Saucier is representing himself. His attorney, Ronald Daigle reportedly had his license suspended for a year, effective July 23, for taking $23,000 from the estate of a deceased person without a retainer or authorization to take the funds, according to the Post-Star, a daily newspaper in Glens Falls, N.Y. Daigle helped Saucier get a pardon from President Donald Trump in March.
Saucier on Monday reiterated arguments he's made in court proceedings and in interviews with news outlets, saying that he was treated more harshly than others in higher positions who've mishandled classified information, such as Hillary Clinton and her use of a private email server, and David H. Petraeus, a retired four-star Army general who gave highly classified journals to his biographer with whom he had an affair, and pleaded guilty to a misdemeanor charge of mishandling classified information.

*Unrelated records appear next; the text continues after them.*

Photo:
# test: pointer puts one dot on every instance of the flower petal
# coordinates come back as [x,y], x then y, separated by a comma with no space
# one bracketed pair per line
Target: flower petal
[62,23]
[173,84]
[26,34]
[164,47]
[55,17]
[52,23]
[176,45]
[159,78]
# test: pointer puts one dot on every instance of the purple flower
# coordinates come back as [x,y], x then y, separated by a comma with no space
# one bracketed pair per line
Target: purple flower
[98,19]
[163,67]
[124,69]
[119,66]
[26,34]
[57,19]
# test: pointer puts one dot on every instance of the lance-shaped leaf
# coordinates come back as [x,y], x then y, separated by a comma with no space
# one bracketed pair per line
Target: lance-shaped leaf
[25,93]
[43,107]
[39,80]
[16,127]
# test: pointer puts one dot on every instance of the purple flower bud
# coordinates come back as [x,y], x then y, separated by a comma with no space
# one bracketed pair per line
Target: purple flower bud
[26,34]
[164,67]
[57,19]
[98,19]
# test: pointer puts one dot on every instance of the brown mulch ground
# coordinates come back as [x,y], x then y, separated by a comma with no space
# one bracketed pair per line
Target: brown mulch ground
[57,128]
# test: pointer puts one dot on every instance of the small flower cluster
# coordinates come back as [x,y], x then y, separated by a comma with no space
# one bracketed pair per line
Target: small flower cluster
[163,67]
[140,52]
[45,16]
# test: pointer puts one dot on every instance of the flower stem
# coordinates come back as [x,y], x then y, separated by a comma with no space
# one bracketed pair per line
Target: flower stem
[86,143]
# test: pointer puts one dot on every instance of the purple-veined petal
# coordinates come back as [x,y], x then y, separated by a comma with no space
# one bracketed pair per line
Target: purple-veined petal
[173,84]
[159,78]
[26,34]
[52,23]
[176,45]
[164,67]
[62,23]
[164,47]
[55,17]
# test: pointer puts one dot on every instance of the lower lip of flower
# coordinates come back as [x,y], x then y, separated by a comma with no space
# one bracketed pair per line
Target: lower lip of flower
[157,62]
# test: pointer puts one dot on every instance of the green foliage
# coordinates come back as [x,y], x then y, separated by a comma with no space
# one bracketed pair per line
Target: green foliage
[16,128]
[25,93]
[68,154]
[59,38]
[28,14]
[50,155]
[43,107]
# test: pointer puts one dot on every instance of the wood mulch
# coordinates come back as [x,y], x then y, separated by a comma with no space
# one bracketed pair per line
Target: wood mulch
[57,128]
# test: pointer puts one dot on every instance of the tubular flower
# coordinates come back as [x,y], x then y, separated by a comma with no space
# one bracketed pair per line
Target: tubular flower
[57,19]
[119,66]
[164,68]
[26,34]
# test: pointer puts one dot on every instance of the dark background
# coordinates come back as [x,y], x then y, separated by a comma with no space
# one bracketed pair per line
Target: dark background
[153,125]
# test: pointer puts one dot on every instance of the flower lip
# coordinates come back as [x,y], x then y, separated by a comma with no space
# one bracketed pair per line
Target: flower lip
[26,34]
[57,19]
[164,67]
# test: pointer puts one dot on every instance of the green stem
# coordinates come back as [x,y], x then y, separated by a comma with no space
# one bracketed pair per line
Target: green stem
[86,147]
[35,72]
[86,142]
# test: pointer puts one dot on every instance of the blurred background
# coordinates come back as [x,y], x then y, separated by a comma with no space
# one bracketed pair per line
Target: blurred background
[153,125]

He claims that he was denied due process under the Fifth Amendment; was denied his right to a speedy and public trial by an impartial jury under the Sixth Amendment, arguing he was not provided a judge advocate general as his counsel; and says his actions should have been handled in a nonjudicial manner by the Navy as is "common practice." He also cites the Fourteenth Amendment in his claim, but that only applies to states, prohibiting them from denying equal protections of the law.

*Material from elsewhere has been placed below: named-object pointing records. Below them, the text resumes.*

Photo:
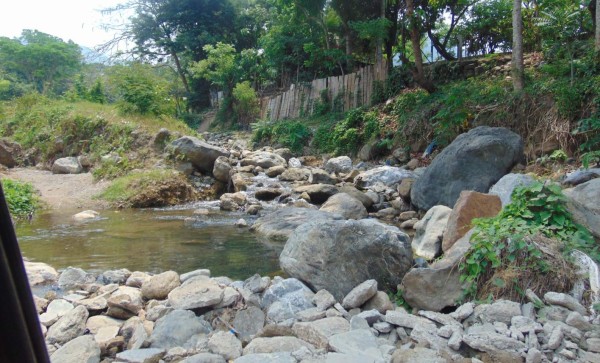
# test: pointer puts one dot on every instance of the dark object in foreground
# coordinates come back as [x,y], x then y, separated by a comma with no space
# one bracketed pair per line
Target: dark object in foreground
[21,338]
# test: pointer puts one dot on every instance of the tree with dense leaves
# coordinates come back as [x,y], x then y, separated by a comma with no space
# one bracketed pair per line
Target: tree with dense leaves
[42,60]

Saucier, who was a machinist's mate aboard the USS Alexandria, a Los Angeles-class attack submarine, from September 2007 to March 2012, took a plea deal in May 2016 that stipulated that he admitted to taking six photographs inside the Alexandria's engine room while the submarine was docked in at the Naval Submarine Base in Groton. The submarine is now based in San Diego.
Saucier was convicted of one count of unauthorized retention of national defense information, a felony. He began his yearlong prison sentence on Oct. 12, 2016. He also received an "other-than-honorable" discharge from the Navy, which limits his eligibility for veteran benefits.
The investigation into Saucier started in March 2012, when his cellphone was found at a waste transfer station in Hampton, Conn. After he was interviewed by the FBI and the Naval Criminal Investigative Service in July 2012, he destroyed a laptop computer, a personal camera, and the camera's memory card, according to the government.